Open Translation Tools


Intellectual Property (IP) is an analogy for describing legal ownership of ideas. Common types of intellectual property include copyrights, trademarks, patents, industrial design rights and trade secrets. Copyrights are the legal area that apply most to Open Translation, as in the United States translations are deemed "derivative works," which may be violations of copyright. However, software patents for translation tools or machine translation algorithms may also be relevant, depending on a number of factors.

Outside the United States, whether or not translations are deemed "derivative works" is hotly debated and varies widely by jurisdiction. Note that part of the debate centers on the nature of translations themselves: are translations simply word-for-word substitutions from one language into another, or are they nuanced interpretations of the meaning of texts (as well as faithfulness where possible to specific words used) from one language to another? In the former case, an argument could be made that a translation is not a derivative work; in the latter case, it is virtually certain that the translation is a derivative work. This distinction matters because your perspective has an impact on the tools (including licenses) and goals of any open translation project.
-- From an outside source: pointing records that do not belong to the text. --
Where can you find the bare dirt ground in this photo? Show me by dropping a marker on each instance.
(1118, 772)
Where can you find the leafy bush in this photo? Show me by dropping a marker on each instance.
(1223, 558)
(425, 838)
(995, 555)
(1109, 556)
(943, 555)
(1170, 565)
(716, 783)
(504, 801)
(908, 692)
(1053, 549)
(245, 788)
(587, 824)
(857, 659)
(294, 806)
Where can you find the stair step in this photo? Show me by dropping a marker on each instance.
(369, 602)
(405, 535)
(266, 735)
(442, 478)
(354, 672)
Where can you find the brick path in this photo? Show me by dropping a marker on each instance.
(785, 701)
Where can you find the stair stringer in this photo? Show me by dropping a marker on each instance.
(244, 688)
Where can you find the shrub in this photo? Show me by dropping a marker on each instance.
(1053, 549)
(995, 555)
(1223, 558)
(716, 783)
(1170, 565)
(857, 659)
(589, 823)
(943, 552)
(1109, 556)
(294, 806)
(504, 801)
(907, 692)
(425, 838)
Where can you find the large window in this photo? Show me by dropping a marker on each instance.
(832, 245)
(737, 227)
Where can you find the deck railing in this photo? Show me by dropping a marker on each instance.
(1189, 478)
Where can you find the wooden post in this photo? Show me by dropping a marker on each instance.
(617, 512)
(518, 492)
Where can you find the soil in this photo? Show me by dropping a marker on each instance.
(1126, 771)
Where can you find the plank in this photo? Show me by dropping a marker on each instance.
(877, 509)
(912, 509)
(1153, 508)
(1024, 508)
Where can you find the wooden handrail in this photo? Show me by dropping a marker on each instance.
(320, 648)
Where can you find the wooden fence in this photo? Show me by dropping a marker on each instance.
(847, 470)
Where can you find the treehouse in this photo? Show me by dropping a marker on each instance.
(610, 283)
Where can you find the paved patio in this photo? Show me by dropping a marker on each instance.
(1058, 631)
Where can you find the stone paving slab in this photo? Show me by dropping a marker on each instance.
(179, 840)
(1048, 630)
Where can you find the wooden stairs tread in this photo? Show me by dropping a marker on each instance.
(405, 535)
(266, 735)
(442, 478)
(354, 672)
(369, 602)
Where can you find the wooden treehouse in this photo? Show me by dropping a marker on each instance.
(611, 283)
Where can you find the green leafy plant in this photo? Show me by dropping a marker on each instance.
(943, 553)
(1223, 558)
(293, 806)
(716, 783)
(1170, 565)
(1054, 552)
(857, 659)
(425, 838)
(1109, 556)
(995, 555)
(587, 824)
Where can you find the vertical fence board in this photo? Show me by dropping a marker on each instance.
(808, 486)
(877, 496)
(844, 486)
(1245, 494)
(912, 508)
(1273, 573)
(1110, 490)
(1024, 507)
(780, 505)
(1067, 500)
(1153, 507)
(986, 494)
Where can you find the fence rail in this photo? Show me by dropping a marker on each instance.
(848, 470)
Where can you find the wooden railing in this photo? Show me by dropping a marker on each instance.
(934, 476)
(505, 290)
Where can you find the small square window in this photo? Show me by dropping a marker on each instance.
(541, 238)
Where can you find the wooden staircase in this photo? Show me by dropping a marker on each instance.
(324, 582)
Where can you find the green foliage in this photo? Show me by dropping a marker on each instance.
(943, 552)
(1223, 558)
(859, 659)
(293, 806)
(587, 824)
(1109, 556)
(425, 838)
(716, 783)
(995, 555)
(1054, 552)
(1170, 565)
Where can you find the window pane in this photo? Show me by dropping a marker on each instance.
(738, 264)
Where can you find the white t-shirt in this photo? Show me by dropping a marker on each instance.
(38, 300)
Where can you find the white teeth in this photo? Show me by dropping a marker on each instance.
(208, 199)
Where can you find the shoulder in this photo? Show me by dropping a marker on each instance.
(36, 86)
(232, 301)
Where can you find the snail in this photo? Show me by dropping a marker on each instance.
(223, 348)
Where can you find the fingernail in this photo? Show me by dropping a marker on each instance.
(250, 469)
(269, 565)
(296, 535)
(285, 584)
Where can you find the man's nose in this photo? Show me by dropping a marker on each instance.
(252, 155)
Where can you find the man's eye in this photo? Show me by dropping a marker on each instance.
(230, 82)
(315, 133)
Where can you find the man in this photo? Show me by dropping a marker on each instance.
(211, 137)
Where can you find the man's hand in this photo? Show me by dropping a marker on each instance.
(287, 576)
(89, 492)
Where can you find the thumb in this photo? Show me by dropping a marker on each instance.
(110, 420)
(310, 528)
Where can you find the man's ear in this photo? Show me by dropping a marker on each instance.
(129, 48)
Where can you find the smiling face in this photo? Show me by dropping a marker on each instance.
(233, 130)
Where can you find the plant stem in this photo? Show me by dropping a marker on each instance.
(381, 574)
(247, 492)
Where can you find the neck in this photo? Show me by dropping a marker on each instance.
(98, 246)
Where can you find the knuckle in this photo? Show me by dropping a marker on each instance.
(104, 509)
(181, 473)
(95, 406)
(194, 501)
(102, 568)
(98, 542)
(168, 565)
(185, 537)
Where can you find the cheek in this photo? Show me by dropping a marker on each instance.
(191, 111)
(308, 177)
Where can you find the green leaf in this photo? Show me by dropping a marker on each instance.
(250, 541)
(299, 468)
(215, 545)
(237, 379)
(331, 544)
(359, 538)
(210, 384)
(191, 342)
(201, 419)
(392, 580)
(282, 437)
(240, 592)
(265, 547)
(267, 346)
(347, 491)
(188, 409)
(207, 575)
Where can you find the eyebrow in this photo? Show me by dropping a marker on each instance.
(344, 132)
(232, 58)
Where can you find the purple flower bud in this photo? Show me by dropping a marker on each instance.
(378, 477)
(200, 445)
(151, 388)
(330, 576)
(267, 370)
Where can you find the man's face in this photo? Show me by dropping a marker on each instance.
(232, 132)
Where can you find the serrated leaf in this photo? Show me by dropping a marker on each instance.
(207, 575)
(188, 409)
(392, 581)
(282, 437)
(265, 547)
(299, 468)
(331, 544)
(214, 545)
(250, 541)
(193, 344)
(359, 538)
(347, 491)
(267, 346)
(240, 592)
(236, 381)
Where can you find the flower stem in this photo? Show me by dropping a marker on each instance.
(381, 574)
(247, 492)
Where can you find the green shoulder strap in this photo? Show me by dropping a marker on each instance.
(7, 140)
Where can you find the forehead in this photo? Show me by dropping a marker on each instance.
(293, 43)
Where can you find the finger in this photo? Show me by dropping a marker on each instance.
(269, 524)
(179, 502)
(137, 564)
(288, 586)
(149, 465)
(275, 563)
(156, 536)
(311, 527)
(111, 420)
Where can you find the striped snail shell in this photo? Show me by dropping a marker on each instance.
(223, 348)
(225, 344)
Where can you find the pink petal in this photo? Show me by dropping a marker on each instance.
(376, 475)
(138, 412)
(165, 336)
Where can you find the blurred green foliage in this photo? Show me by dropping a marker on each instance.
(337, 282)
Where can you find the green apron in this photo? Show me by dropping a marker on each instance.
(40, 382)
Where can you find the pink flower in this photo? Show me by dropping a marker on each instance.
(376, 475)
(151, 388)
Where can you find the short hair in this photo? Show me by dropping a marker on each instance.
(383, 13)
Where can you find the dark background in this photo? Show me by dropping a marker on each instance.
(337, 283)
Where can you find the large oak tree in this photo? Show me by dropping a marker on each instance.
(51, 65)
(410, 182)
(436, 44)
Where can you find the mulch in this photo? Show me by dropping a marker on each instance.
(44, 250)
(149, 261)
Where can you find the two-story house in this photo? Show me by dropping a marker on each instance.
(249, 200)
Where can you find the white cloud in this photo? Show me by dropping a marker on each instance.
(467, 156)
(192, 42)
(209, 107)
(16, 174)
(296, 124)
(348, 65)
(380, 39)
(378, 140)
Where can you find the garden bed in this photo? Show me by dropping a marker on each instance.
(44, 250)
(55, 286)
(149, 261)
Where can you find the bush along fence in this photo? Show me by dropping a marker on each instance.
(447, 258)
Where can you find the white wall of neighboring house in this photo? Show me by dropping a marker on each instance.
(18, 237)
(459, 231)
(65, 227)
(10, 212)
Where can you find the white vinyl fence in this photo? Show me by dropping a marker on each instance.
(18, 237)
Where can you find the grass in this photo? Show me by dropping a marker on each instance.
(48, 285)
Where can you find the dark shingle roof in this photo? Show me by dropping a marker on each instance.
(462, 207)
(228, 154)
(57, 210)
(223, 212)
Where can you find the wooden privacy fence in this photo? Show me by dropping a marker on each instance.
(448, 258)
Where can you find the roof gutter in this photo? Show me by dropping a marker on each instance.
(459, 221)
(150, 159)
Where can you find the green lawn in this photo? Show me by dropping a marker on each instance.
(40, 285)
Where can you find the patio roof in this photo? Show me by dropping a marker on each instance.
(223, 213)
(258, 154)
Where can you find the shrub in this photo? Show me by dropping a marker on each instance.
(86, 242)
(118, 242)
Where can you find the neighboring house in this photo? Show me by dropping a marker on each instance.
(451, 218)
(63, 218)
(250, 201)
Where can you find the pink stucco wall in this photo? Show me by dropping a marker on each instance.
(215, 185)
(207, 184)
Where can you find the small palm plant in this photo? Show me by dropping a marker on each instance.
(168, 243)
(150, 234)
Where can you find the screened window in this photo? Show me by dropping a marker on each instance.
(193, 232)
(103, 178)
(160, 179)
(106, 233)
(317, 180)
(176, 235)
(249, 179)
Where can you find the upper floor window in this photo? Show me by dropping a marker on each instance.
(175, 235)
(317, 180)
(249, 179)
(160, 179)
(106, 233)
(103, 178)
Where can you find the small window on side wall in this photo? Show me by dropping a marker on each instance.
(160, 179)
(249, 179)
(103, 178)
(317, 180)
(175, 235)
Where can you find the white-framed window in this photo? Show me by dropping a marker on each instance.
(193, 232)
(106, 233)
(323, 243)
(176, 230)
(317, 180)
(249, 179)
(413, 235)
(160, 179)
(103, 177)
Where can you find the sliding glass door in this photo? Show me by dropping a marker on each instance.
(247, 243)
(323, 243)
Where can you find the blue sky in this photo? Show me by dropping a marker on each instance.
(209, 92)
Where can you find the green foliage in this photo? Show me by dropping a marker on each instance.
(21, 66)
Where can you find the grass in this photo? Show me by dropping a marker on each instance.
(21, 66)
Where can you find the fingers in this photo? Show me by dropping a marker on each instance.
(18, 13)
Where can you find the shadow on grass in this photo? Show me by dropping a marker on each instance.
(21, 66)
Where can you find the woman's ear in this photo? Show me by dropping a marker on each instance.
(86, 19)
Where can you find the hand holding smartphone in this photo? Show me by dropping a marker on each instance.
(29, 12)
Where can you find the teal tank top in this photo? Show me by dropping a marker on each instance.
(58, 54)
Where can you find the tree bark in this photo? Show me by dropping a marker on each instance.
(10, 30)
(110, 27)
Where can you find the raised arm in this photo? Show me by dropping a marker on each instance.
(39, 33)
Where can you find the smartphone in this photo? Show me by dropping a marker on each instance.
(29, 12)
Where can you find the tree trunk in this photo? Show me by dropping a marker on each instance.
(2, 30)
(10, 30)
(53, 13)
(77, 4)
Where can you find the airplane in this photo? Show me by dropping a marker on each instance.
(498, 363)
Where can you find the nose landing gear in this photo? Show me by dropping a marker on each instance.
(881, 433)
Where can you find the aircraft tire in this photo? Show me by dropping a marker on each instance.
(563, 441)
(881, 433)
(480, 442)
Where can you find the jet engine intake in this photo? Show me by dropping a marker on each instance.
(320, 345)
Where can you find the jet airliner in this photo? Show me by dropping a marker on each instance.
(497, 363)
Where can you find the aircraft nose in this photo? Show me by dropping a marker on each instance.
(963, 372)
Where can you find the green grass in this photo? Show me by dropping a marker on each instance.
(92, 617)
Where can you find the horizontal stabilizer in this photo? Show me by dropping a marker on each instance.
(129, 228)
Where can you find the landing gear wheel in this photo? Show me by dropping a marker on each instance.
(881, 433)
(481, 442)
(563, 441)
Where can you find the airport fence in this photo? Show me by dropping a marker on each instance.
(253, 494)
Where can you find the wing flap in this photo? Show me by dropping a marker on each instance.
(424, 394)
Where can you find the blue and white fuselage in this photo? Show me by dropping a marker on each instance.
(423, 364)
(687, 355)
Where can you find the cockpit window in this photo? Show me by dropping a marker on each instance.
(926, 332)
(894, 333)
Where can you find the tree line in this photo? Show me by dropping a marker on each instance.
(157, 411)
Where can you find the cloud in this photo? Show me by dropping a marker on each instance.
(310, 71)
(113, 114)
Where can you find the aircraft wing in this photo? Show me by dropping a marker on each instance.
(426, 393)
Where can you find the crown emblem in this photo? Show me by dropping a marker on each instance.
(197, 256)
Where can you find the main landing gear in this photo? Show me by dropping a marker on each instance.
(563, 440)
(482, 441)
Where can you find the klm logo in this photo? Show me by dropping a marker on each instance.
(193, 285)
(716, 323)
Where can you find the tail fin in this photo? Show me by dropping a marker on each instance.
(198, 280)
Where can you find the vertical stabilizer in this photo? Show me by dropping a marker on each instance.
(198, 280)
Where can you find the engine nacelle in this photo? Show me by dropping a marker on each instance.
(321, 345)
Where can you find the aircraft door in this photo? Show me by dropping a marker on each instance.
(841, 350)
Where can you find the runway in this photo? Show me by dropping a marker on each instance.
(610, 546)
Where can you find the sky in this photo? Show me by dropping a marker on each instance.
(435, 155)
Note that many people have an expansive view of "translation" which includes format-shifting (such as rendering the content for disabled users) and other types of changes to the original work, which again suggests that translations are best understood as derivative works from an intellectual property perspective.

Why License?

Licensing is controlling the rights for use and redistribution of your created work. Licensing is very important. In the United States, by default you own an "all rights reserved" copyright to any work that you create. In regards to translation, republication, and sharing over the web, it becomes very important to understand exactly what licensing rights you have, and the details of which rights you want to waive in order to further your project.

For example, if you waive certain aspects of your copyright (from an "all rights reserved" to a "some rights reserved" model), it can be beneficial to the quantity, quality, scale and success of your translation project.

Not only does copyright apply to translatable content, but also to the software tools that aid in the translation of that content. When we refer to 'Open Translation Tools', for example, we are generally referring to software tools licensed in a way that allows the free use, reuse, and alteration of the software.

Common Types of Licenses

Choosing the proper license for your software tool or translatable content is extremely important. Below are some common types of licenses and their distinctions.

Full Copyright


The default "all rights reserved."

Copyright was designed to allow for legal protection of authors, allowing them to hold exclusive rights to their work for a limited time. While copyright term was only designed to last 14 years in the United States, corporations have pushed forward legislation that has now expanded the copyright term to last the lifetime of the author plus 70 years from the original date of publication. After this time, the work falls into the public domain--the free zone of sharing where everyone is free to use the work. Note that although all signatories of the Berne Convention on Literary and Artistic works have a limited (if overly long) duration for copyright, not all countries unambiguously deposit works out of copyright into the public domain.

Copyright protects content owners from having others steal their work and treat it as their own. However, many content creators can unintentionally prevent their work from being spread by not properly communicating (through licenses) which specific uses of their work they wish to allow (such as the right to save an image, document, or other file from the Internet.)

Permissive Licenses


"All wrongs reserved."

Permissive licenses allow the work to be re-purposed. From a legal perspective, permissive licenses often exist merely to disclaim warranty. This removes all liability by the copyright holder. If it breaks, you can't say it's our fault. By default a copyright has "all rights reserved." An easy way to think about permissive licenses is "all wrongs reserved." This kind of license says "we don't care about copyright." Some examples of software projects that use a permissive license are Apache Web Server and the Berkeley Software Distribution (BSD).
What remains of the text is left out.